In mathematics its employment would, indeed, be absurd; for
in mathematics no false assertions can be concealed and
rendered invisible, inasmuch as the proofs must always proceed A425
under the guidance of pure intuition and by means of a synthesis
that is always evident. In experimental philosophy the
delay caused by doubt may indeed be useful; no misunderstanding
is, however, possible which cannot easily be removed;
and the final means of deciding the dispute, whether
found early or late, must in the end be supplied by experience.
http://humanum.arts.cuhk.edu.hk/
Philosophy/Kant/cpr/
(I haven't looked at the Germany.
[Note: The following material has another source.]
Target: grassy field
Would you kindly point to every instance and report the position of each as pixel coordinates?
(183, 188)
I gotta do some work today!)
Oops. Make that -- 'at the German."
Yes there is something quite different assessing how humans perceive time as opposed to say how they perceive the trajectory of a body in space; I just don't think Kant's arguments prove much of anything. And if this is about perception as well as epistemology (not separate methods really), Kant's primitive, pre-psychological speculations may very well be outmoded. What about say how our eye functions in regards to out nervous system? Where is the syntax of this text realized biochemically and converted into thought? Kant is trying to conjure up this strange noumenal reality--and I think justify his theology-- simply by means of logic--aristotelean logic at that, yet the logic and the equations adn arguments routinely to refer to mental processes--ways of perceiving-- that are in no way instantiable.
I will go through some more of the Critique (though there are quite a few more or less insensible arguments such as the one above implying that knowledge of causality is a priori).
The entire Kantian noumenal concept that we cannot know the "ding an sich" has been repeatedly attacked by scientists, including Heisenberg and crew following the Copenhagen position on quantum physics.
'Scuzi pisspoor editing. I'll give up on the rants for a while, read up, work on my anti-metaphysical invective with assistance from David Stove, who tells us that reading the philosopher Titans from Plato to Kant and Hegel to postmodernism should fill us "not simply with pity, but with horror."